Show HN: Inworld Runtime – A C++ graph-based runtime for production AI apps
We built it to solve the common problem we and our customers had: engineers spend more time on AI ops and plumbing than on actual feature development. This was often due to the challenge of using Python for I/O-bound, high-concurrency workloads and complexity maintaining pipelines with streams that use always-changing ML models.
Our solution is a high-performance runtime written in C++ with the core idea of defining AI logic as graphs. For instance, a basic voice-to-voice agent consists of STT → LLM → TTS nodes, while the connecting edges stream data and enforce conditions. This graph engine is portable (Linux, Windows, macOS) and can run on-device.
We built a few key features on top of this C++ core:
- Extensions. Runtime architecture decouples graph definition from implementation. If a pre-built component doesn't exist, you can register your own custom node/code and reuse it in any graph without writing any glue code.
- Routers. You can dynamically select models/settings on the per-node basis depending on the traffic as well as configure policies for fallbacks and retries to get the app ready for production.

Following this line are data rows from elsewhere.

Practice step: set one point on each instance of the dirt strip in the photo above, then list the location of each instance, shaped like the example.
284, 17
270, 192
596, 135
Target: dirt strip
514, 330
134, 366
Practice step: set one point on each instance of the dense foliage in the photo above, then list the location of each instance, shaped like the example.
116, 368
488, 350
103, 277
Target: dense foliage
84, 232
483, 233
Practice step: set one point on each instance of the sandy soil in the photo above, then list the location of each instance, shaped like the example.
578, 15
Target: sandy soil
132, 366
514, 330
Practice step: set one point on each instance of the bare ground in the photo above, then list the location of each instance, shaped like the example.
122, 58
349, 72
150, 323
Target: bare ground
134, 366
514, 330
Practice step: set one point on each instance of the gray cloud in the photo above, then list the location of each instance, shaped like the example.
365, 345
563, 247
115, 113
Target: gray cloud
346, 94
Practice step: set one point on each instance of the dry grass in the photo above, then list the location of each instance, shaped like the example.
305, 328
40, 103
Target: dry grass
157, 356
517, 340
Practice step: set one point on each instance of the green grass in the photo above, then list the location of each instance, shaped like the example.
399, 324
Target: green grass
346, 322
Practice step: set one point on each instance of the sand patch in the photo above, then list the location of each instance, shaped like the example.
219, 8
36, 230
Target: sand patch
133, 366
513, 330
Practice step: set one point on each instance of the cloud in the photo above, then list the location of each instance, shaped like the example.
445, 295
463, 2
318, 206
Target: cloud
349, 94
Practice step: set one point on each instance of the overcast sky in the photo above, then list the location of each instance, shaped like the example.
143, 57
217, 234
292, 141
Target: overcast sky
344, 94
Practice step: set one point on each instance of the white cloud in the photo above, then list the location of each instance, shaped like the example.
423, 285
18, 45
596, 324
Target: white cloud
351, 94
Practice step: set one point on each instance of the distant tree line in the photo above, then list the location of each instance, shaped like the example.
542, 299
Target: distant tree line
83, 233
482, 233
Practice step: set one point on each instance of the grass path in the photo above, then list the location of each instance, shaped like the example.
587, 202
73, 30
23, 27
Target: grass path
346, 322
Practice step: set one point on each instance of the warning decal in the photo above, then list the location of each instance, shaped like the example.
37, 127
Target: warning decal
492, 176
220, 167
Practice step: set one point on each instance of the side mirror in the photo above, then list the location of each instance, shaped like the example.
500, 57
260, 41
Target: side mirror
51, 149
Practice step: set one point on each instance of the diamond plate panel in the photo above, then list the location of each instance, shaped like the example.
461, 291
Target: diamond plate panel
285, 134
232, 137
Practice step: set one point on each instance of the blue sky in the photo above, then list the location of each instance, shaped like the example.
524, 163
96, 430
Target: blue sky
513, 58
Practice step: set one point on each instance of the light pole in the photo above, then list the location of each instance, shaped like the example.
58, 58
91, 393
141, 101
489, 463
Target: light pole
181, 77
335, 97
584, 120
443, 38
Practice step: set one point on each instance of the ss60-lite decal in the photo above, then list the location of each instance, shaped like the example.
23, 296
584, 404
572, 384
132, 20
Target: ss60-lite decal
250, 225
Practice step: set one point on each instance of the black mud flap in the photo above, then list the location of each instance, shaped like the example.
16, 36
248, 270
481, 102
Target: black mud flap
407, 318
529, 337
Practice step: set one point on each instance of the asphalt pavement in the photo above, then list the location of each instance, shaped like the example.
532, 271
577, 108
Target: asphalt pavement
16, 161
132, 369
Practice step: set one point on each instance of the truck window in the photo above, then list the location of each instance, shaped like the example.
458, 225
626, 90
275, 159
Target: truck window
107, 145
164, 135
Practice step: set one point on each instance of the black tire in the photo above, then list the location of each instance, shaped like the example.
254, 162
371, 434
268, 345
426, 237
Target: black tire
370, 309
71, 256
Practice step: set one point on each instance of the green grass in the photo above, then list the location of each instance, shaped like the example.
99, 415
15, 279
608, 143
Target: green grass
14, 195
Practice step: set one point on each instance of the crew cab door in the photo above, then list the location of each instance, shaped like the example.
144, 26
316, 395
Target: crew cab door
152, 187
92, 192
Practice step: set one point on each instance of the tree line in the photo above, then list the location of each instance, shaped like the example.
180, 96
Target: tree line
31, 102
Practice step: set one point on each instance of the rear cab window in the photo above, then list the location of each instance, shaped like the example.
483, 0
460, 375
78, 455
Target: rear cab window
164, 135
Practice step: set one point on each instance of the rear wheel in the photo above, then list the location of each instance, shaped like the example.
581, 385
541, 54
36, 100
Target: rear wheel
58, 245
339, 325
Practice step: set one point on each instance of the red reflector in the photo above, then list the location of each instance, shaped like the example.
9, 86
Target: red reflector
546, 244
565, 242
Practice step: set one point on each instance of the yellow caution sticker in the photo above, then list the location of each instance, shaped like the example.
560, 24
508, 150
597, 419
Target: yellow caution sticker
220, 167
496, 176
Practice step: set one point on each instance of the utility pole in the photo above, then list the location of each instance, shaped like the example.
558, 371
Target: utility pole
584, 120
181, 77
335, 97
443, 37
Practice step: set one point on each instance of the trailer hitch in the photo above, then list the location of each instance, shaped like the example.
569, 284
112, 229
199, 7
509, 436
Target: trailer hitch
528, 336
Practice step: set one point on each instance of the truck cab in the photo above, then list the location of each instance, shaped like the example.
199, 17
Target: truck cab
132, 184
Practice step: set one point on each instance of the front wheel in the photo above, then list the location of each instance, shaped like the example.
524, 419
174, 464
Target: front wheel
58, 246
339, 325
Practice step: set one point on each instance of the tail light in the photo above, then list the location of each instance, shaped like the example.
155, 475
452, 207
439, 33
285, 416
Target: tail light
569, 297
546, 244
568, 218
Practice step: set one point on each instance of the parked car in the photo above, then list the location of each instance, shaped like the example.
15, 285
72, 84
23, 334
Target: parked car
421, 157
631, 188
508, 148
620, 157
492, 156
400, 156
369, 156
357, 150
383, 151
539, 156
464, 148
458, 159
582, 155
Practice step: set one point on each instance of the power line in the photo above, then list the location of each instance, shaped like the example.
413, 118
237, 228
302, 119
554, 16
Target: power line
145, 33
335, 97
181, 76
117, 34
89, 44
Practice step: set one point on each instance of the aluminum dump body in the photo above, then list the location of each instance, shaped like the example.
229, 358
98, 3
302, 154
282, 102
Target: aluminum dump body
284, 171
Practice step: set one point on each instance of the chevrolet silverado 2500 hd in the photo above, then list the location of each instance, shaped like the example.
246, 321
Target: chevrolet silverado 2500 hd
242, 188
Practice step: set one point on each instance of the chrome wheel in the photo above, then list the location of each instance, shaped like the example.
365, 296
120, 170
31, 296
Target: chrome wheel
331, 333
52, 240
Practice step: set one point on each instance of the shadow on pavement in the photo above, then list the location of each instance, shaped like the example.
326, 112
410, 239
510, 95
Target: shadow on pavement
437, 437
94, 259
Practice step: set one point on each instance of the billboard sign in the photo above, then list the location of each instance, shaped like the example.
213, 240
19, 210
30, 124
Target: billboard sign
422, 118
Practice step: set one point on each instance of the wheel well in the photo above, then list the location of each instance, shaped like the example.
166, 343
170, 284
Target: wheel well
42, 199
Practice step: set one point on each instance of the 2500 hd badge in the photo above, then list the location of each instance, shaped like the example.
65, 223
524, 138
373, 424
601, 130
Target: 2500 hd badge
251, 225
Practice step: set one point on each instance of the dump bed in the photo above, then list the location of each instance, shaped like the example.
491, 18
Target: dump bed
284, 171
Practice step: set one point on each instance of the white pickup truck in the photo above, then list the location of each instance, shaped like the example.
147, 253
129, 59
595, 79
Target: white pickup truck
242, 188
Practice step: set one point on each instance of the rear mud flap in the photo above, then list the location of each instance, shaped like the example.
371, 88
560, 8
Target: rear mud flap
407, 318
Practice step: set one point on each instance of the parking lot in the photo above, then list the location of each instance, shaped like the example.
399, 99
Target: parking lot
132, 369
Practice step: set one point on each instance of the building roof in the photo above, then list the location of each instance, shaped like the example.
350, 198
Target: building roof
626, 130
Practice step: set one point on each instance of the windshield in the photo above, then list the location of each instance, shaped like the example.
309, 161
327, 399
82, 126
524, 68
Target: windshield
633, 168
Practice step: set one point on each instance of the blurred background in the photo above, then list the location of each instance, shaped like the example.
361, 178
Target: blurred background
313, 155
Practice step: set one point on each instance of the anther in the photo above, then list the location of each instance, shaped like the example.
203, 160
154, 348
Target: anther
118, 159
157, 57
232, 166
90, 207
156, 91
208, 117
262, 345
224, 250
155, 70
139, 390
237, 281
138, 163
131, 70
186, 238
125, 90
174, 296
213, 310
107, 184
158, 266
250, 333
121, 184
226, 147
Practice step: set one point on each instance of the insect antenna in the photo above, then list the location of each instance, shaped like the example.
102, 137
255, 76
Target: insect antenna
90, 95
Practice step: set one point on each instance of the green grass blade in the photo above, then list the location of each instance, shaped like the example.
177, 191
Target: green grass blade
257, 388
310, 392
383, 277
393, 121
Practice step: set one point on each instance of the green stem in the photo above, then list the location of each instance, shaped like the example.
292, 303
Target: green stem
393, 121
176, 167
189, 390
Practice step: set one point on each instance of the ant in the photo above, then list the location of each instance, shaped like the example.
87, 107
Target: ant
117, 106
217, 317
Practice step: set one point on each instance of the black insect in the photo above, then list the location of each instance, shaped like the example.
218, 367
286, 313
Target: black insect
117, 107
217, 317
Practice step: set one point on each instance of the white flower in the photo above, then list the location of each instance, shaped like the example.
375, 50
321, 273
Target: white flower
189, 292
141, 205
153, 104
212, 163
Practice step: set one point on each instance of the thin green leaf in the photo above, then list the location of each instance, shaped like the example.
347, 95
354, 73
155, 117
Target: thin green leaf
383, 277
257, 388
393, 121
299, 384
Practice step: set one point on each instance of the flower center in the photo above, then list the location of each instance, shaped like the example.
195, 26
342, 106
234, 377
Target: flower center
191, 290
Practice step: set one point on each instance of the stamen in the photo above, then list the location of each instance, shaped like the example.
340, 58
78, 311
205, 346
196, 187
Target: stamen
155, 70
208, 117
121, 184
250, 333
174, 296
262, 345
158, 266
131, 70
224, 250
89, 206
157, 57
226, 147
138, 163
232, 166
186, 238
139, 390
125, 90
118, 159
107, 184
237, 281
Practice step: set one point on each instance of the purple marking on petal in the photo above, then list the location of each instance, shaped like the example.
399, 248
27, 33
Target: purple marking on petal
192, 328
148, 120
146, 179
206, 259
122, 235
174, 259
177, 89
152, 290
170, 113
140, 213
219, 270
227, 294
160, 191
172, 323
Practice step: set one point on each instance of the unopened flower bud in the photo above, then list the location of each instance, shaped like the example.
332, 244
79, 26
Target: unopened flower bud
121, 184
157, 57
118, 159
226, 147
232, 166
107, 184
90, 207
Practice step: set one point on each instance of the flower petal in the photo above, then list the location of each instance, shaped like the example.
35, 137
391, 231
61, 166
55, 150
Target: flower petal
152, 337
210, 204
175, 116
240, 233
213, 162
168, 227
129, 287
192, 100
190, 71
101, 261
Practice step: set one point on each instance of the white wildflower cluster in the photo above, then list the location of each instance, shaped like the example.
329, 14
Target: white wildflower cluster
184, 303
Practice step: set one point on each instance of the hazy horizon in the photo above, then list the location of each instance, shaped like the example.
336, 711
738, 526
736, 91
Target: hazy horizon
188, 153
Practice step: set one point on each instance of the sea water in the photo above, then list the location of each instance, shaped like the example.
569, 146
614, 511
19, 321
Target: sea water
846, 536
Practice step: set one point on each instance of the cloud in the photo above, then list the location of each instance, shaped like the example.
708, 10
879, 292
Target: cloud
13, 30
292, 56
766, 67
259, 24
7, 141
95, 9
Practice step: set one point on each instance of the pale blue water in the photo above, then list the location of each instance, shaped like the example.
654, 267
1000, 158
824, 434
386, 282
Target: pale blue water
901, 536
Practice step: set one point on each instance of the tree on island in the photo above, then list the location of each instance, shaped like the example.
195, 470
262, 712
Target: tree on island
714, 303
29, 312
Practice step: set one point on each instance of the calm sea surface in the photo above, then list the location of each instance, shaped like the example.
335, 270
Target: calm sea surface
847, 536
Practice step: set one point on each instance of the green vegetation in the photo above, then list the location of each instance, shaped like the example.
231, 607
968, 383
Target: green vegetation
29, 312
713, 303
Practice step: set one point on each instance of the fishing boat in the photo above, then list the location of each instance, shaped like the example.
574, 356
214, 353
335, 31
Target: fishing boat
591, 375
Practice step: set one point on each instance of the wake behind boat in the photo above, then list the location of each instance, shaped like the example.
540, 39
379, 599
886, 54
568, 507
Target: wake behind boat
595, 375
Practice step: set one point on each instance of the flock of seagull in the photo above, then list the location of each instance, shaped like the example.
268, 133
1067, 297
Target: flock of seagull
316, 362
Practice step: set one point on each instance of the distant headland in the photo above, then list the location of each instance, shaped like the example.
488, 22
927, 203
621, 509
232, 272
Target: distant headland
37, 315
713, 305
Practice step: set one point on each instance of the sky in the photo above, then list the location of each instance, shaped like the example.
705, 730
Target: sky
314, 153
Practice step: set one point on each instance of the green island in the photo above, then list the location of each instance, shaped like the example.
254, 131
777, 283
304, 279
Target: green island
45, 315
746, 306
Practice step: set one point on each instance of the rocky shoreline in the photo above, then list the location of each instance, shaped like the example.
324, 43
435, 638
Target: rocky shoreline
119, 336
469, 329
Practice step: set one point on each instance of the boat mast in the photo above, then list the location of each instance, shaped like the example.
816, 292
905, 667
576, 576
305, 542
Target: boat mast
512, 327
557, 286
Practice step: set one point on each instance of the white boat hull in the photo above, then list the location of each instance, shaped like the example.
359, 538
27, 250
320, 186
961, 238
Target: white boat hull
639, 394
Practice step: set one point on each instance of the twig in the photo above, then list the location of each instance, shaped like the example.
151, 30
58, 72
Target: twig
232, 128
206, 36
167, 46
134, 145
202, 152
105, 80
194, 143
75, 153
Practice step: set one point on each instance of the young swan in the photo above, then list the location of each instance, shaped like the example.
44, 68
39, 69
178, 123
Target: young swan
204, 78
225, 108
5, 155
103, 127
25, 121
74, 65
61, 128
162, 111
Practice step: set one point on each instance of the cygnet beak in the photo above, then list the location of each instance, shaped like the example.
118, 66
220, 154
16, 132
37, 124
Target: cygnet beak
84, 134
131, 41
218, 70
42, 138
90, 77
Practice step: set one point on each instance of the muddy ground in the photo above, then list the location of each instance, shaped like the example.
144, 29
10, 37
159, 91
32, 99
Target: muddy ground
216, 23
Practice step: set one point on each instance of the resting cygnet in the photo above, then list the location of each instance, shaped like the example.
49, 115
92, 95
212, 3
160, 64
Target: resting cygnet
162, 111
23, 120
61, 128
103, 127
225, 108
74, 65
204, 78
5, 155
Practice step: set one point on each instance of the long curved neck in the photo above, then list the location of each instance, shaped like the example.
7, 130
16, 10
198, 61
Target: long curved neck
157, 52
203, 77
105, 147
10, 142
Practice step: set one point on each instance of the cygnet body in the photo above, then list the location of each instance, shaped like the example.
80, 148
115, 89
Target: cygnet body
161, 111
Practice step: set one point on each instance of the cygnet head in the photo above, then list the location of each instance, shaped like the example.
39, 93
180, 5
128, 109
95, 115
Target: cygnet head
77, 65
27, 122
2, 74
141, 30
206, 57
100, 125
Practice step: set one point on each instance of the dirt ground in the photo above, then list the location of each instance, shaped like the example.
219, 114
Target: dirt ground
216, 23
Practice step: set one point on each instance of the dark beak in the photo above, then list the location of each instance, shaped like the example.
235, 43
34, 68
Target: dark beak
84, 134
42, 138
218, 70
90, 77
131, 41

- The Portal. A web-based control plane UI to deploy graphs, push config changes instantly, run A/B tests on live traffic, and monitor your app with logs, traces, and metrics.
- Unified API. Use our optimized models or route to providers like OpenAI, Anthropic, and Google through a single, consistent interface and one API key.
We have a Node.js SDK out now, with Python, Unity, Unreal, and native C++ coming soon. We plan to open-source the SDKs, starting with Node.js.
The docs are here: https://docs.inworld.ai/docs/runtime/overview
We're eager for feedback from fellow engineers and builders. What do you think?